Some sailors use the boat’s heel angle to determine when to downsize their rig. They may choose thirty degrees or more of heel as an indication to reduce sail. They feel that excessive heel causes the boat to slip sideways. Your experience and your log will help you make future decisions. Beginners can observe the better sailors in the fleet and emulate there rig choice. If you have a good relationship with a good to excellent skipper, ask them for their advice. Another rule of thumb is, if you lose control of your boat going downwind it is time to downsize.
Mast Placement
Some classes do not allow different rig sizes. If your class does not allow additional rigs or you do not own a different rig you can skip the checklist's "rig selection" step and go directly to "mast placement" each day.

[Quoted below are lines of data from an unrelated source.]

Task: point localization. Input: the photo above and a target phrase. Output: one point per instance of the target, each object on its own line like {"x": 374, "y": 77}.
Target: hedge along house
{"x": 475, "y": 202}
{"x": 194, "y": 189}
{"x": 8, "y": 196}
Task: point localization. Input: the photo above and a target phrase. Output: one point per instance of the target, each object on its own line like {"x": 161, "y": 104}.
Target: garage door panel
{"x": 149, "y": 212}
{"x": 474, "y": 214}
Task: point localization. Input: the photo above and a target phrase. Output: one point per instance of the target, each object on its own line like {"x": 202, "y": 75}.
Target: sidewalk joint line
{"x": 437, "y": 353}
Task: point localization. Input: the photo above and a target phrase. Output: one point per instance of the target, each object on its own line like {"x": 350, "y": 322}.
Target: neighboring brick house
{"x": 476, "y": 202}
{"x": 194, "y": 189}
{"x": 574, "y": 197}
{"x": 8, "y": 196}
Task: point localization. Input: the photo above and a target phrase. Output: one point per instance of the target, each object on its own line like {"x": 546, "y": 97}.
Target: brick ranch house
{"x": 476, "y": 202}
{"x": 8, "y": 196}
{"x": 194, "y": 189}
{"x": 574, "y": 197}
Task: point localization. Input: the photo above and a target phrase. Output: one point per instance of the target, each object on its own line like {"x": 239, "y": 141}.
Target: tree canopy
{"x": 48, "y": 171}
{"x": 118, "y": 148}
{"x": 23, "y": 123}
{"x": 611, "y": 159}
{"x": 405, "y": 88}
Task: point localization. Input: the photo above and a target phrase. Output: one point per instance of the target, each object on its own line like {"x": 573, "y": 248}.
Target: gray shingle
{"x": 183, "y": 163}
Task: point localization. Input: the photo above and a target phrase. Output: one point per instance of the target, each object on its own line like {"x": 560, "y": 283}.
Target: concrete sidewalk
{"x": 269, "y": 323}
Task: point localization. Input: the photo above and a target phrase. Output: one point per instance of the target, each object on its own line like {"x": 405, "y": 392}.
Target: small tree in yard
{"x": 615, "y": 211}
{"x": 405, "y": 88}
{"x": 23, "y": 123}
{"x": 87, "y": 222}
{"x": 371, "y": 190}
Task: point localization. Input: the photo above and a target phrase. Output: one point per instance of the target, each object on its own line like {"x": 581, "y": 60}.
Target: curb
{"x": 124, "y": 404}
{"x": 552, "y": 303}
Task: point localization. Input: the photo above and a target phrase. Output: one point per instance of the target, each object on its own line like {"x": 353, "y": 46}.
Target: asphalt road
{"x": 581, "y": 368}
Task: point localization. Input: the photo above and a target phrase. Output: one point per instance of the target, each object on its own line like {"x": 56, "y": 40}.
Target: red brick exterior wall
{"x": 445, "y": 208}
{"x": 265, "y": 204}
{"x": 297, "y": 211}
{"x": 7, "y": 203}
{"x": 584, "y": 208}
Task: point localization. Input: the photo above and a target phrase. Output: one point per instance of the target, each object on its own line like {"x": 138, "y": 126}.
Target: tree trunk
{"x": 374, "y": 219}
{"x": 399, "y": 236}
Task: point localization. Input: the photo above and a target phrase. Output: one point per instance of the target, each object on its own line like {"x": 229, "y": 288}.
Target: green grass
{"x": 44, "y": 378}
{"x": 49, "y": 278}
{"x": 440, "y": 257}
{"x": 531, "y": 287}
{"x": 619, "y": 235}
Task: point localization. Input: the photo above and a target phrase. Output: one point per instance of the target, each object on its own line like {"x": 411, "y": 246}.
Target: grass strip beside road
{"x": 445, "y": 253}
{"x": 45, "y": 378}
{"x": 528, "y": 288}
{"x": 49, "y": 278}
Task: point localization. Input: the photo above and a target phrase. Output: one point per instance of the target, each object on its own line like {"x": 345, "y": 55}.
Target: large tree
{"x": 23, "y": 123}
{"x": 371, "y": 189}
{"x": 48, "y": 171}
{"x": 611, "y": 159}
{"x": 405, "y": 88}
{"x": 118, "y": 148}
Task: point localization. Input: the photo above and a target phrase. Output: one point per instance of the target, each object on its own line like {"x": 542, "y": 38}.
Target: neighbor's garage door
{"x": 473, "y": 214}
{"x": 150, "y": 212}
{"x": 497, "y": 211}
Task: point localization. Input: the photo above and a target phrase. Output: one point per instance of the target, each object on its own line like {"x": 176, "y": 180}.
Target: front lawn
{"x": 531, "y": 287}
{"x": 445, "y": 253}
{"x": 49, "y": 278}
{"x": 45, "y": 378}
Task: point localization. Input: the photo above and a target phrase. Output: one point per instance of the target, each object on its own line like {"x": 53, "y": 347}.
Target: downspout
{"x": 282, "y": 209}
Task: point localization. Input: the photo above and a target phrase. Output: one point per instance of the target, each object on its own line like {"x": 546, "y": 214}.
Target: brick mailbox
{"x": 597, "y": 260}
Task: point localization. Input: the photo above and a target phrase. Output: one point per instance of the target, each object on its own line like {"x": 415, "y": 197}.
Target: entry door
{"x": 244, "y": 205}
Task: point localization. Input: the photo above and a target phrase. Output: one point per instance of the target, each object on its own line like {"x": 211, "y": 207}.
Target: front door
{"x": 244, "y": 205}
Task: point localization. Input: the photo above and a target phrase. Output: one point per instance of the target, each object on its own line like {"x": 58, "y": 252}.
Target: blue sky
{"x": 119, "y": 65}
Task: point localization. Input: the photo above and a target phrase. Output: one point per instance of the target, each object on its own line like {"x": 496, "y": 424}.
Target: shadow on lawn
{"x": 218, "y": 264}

As a general rule, you locate the mast mid-range in medium air, more forward in heavy air--to combat increased weather helm--and more aft in light air, to add a little more helm or feel in the helm. Observations of others, experimentation with your boat, your sailing log, and reading related articles all help you to learn about correct mast placement. Articles do not have to be only about your class. Much information can be gleaned from the "hot" skippers in other classes. The Soling 1M, both kit and (RTS), comes stock with a mast step with three locations. The step is placed on the deck so it is called a deck stepped mast.
If your class does allow more than one rig, select the correct rig first, and then determine the correct location for the mast used for that rig. You may have several mast locations for each rig. You may have different locations for the low end, middle, and high end of your C rig. The locations for one rig might overlap or parallel locations for another rig, depending on how the individual sets of sails were cut.
Some builders use aluminum extrusions with many holes that increase the number of mast locations and some builders incorporate a screw thread to offer fine adjustments. For those who love to build new boats or modify existing boats you may want to develop a system to move your mast in finer increments. However, never lose sight of the need to quickly change rigs between races in a regatta.